トレーニングプロセスと一般的なエラー - ベースのcrnn画像シーケンスは-pytorchコードを予測しました

内容
1、-pytorchの予測画像シーケンスcrnnコードに基づいて、 -独自のデータセットロード
、2 予測-pytorch crnn画像シーケンスコードをベース-で説明したモデル
3、-pytorchの予測画像シーケンスcrnnコードに基づい-訓練プロセスそして、一般的なエラー

次のようにVGG_LSTM、アダム最適化アルゴリズムが選択されている例では、損失関数CrossEntropyLoss()、詳細なトレーニング・コードは次のとおり

if __name__ == "__main__":
    model = VGG_LSTM()
    print(model)
    if torch.cuda.is_available():
        model.cuda()
    optimizer = optim.Adam(model.parameters(), lr=learning_rate)
    loss_func = nn.CrossEntropyLoss()
    for epoch in range(100):
        print('epoch {}'.format(epoch + 1))
        train_loss = 0.
        train_acc = 0.
        for batch_x, batch_y in train_loader:
            # print(batch_x.size())
            batch_x, batch_y = Variable(batch_x).cuda(), Variable(batch_y).cuda()
            out = model(batch_x)
            # print(batch_x.size())
            loss = loss_func(out, batch_y)
            train_loss += loss.data[0]
            pred = torch.max(out, 1)[1]
            train_correct = (pred == batch_y).sum()
            train_acc += train_correct.data[0]
            optimizer.zero_grad()
            loss.backward()
            optimizer.step()
        print('Train Loss: {:.6f}, Acc: {:.6f}'.format(train_loss / (len(
            train_data)), train_acc / (len(train_data))))

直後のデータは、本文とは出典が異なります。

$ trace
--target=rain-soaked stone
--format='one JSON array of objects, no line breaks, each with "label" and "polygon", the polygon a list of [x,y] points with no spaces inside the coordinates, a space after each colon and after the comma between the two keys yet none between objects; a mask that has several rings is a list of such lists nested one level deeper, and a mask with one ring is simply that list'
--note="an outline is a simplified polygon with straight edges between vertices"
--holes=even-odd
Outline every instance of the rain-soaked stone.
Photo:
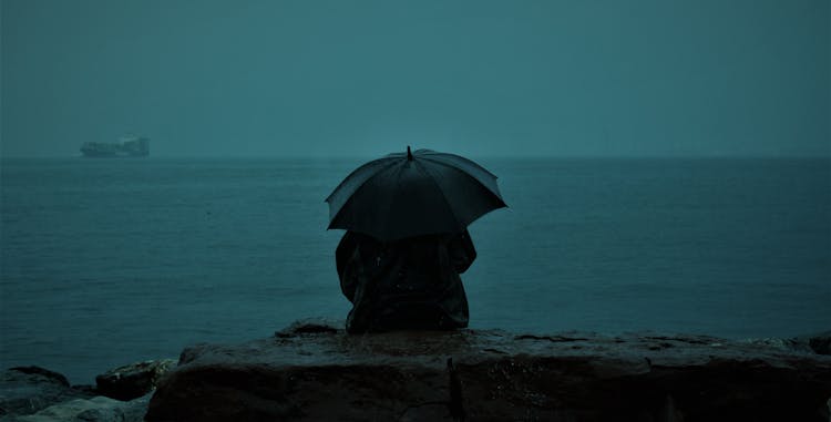
[{"label": "rain-soaked stone", "polygon": [[831,357],[707,336],[349,336],[182,353],[146,421],[829,421]]}]

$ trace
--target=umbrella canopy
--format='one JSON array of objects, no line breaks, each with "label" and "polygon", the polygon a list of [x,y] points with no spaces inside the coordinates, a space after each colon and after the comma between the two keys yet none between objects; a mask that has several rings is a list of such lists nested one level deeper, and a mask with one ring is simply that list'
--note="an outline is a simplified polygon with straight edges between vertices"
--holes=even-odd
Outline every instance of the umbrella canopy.
[{"label": "umbrella canopy", "polygon": [[418,150],[393,153],[352,172],[326,198],[329,228],[382,241],[458,233],[505,207],[496,176],[454,154]]}]

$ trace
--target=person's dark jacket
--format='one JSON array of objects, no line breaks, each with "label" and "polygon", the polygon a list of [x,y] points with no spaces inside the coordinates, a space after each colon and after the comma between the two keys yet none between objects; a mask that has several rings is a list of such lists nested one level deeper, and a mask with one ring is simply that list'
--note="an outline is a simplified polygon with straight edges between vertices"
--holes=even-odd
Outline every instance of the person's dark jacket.
[{"label": "person's dark jacket", "polygon": [[352,302],[347,331],[468,327],[459,274],[475,258],[466,230],[392,243],[347,231],[336,251],[340,288]]}]

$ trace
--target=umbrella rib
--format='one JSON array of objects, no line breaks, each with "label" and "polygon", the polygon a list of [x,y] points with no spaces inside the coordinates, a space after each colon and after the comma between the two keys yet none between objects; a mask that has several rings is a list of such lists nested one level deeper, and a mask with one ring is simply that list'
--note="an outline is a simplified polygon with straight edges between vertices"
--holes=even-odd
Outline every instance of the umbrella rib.
[{"label": "umbrella rib", "polygon": [[[360,171],[361,168],[368,167],[370,164],[379,163],[379,162],[386,161],[386,159],[388,159],[388,158],[378,158],[378,159],[375,159],[375,161],[372,161],[370,163],[367,163],[367,164],[362,165],[361,167],[357,168],[356,171],[353,171],[349,176],[347,176],[346,179],[343,179],[340,183],[340,185],[338,185],[338,187],[335,188],[335,191],[332,191],[332,193],[329,195],[328,198],[326,198],[326,200],[329,202],[329,199],[331,199],[332,196],[335,196],[335,193],[338,192],[346,184],[347,179],[351,178],[353,174],[358,173],[358,171]],[[331,223],[335,222],[335,219],[338,217],[338,214],[340,214],[340,212],[346,207],[346,204],[349,202],[349,199],[351,198],[351,196],[356,192],[360,191],[360,188],[363,187],[363,185],[366,185],[373,177],[378,176],[378,174],[383,173],[383,172],[390,169],[393,165],[396,165],[396,161],[390,161],[389,163],[384,163],[384,165],[380,166],[379,169],[377,169],[372,175],[370,175],[369,177],[367,177],[363,182],[360,183],[360,185],[358,185],[355,189],[352,189],[352,192],[349,193],[349,197],[347,197],[347,199],[343,200],[342,204],[340,204],[340,207],[335,213],[335,215],[330,215],[329,216],[329,225],[331,225]],[[329,206],[331,207],[331,203],[329,203]]]},{"label": "umbrella rib", "polygon": [[[460,158],[466,159],[466,158],[464,158],[464,157],[460,157]],[[430,157],[425,157],[425,156],[420,156],[420,157],[419,157],[419,159],[424,159],[424,161],[429,161],[430,163],[435,163],[435,164],[442,165],[442,166],[444,166],[444,167],[448,167],[448,168],[450,168],[450,169],[453,169],[453,171],[456,171],[456,172],[462,172],[462,173],[466,173],[466,174],[470,174],[470,173],[465,172],[465,171],[464,171],[464,169],[462,169],[462,168],[459,168],[459,167],[456,167],[456,166],[454,166],[454,165],[452,165],[452,164],[450,164],[450,163],[444,163],[444,162],[442,162],[442,161],[440,161],[440,159],[434,159],[434,158],[430,158]],[[494,195],[496,195],[496,197],[497,197],[497,198],[500,198],[500,200],[504,202],[504,199],[502,199],[502,193],[501,193],[501,192],[499,191],[499,185],[496,185],[496,183],[495,183],[495,181],[496,181],[496,176],[495,176],[495,175],[494,175],[493,173],[491,173],[491,172],[489,172],[488,169],[485,169],[484,167],[480,166],[479,164],[476,164],[476,163],[473,163],[473,162],[471,162],[470,159],[468,159],[468,161],[469,161],[470,163],[472,163],[473,165],[475,165],[476,167],[479,167],[479,168],[481,168],[482,171],[484,171],[484,172],[485,172],[485,174],[488,174],[488,175],[490,175],[491,177],[493,177],[493,181],[494,181],[494,184],[493,184],[493,188],[495,188],[496,191],[494,192],[494,191],[493,191],[493,189],[492,189],[492,188],[491,188],[490,186],[488,186],[486,184],[482,183],[482,181],[480,181],[480,179],[479,179],[478,177],[475,177],[475,176],[473,176],[473,175],[471,175],[471,176],[473,176],[472,178],[473,178],[474,181],[476,181],[476,183],[479,183],[480,185],[482,185],[482,186],[483,186],[483,187],[484,187],[485,189],[488,189],[488,191],[490,191],[491,193],[493,193]]]},{"label": "umbrella rib", "polygon": [[438,188],[439,193],[441,193],[442,199],[444,199],[444,204],[448,206],[448,209],[450,209],[450,214],[453,216],[456,227],[461,226],[461,224],[459,223],[459,217],[456,217],[455,215],[455,209],[453,209],[453,206],[450,205],[450,200],[448,199],[448,196],[444,195],[444,189],[441,188],[441,185],[439,185],[439,182],[435,181],[433,175],[421,163],[419,163],[416,159],[413,159],[413,163],[416,163],[416,168],[418,168],[419,172],[421,172],[421,174],[427,176],[427,178],[430,179],[430,182],[432,182],[435,185],[435,188]]}]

        # -----------------------evaluation--------------------------------
        model.eval()
        eval_loss = 0.
        eval_acc = 0.
        for batch_x, batch_y in test_loader:
            batch_x, batch_y = Variable(batch_x, volatile=True).cuda(), Variable(batch_y, volatile=True).cuda()
            out = model(batch_x)
            loss = loss_func(out, batch_y)
            eval_loss += loss.data[0]
            pred = torch.max(out, 1)[1]
            num_correct = (pred == batch_y).sum()
            eval_acc += num_correct.data[0]
        print('Test Loss: {:.6f}, Acc: {:.6f}'.format(eval_loss / (len(
            test_data)), eval_acc / (len(test_data))))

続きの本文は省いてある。